Mandibulata: the mandibles have been shown by Walter[340] to be
fairly well developed; and the maxillae are not developed into a
proboscis, but have each two separate, differentiated—not elongated
—lobes, and an elongate, five-jointed, very flexible palpus. The
moths feed on pollen, and use their maxillae for the purpose,
somewhat in the style we have mentioned in Prodoxidae. The wings
have no frenulum, neither have they any shoulder, and they probably
function as separate organs instead of as a united pair on each side:
the modification of the anterior parts of the hind wing—whereby this
wing is reduced as a flying agent to the condition of a subordinate to
the front wing—does not here exist: the hind wing differs little from
the front wing in consequence of the parts in front of the cell being
well developed. There is a small jugum. These characters have led
Packard to suggest that the Eriocephalidae should be separated
from all other Lepidoptera to form a distinct sub-Order, Lepidoptera
Laciniata.[341] The wing-characters of Eriocephala are repeated—as
to their main features—in Hepialidae and Micropterygidae; but both
these groups differ from Eriocephala as to the structure of the
mouth-parts, and in their metamorphoses. Although Eriocephala
calthella is one of our most abundant moths, occurring in the spring
nearly everywhere, and being easily found on account of its habit of
sitting in buttercup-flowers, yet its metamorphoses were till recently
completely unknown. Dr. Chapman has, however, been able to give
us some information as to the habits and structure of the larvae, in
both of which points the creature is most interesting. The eggs and
young larvae are "quite unlike our ideas of a Lepidopterous Insect;"
the former have a snowy or mealy appearance, owing to a close
coating of minute rods standing vertically on the surface of the egg,
and often tipped with a small bulb. The larva lives amongst wet moss
and feeds on the growing parts thereof; it is not very similar to any
other Lepidopterous larva: Dr.
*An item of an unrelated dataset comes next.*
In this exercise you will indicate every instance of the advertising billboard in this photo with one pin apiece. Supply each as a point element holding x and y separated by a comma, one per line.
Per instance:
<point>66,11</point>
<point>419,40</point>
Chapman suggests a similarity to the
Slug-worms (Limacodids), but Dyar is probably correct in thinking the
resemblances between the two are unimportant: the larva of
Eriocephala possesses three pairs of thoracic legs, and eight pairs of
abdominal appendages, placed on the segments immediately
following the thorax; on the under-surface of the ninth and tenth
abdominal segments there is a sucker, trifoliate in form; this is
probably really situate entirely on the tenth segment: the body bears
rows of ball-appendages, and the integument is beautifully
sculptured. The head is retractile and the antennae are longer than
is usual in caterpillars. This larva is profoundly different from other
Lepidopterous larvae inasmuch as the abdominal feet, or
appendages, are placed on different segments to what is customary,
and are of a different form. Unfortunately the pupa has not been
procured, but there is some reason for supposing that it will prove to
be more like that of Tineidae than like that of Micropterygidae.
The New Zealand genus Palaeomicra is only imperfectly known.
Meyrick considers it the "most ancient" Lepidopteron yet discovered;
and it would appear that its relations are with Eriocephala rather than
with Micropteryx. From information he has kindly given to us, we are
able to say that this moth possesses mandibles but no proboscis.

Fig. 210—Larva of Micropteryx sp. A, Ventral view of the larva,


magnified; B, the same, with setae unduly magnified. Britain.

Fam. 47. Micropterygidae.—Small moths of metallic colours,


without mandibles, with elongate maxillary palpi: without frenulum:
both wings with a complex system of wing-veins: on the hind wings
the area anterior to the cell is large, and traversed by three or four
elongate, parallel veins.

Fig. 211—Pupa of Micropteryx (semipurpurella?). A, Dorsal aspect; B,


C, D, views of head dissected off; B, profile; C, posterior, D,
anterior aspects; m, mandibles. Britain.

There are no mandibles, but there is a short, imperfect proboscis.


Larva (Fig. 210) without any legs, mining in leaves. The pupa (Fig.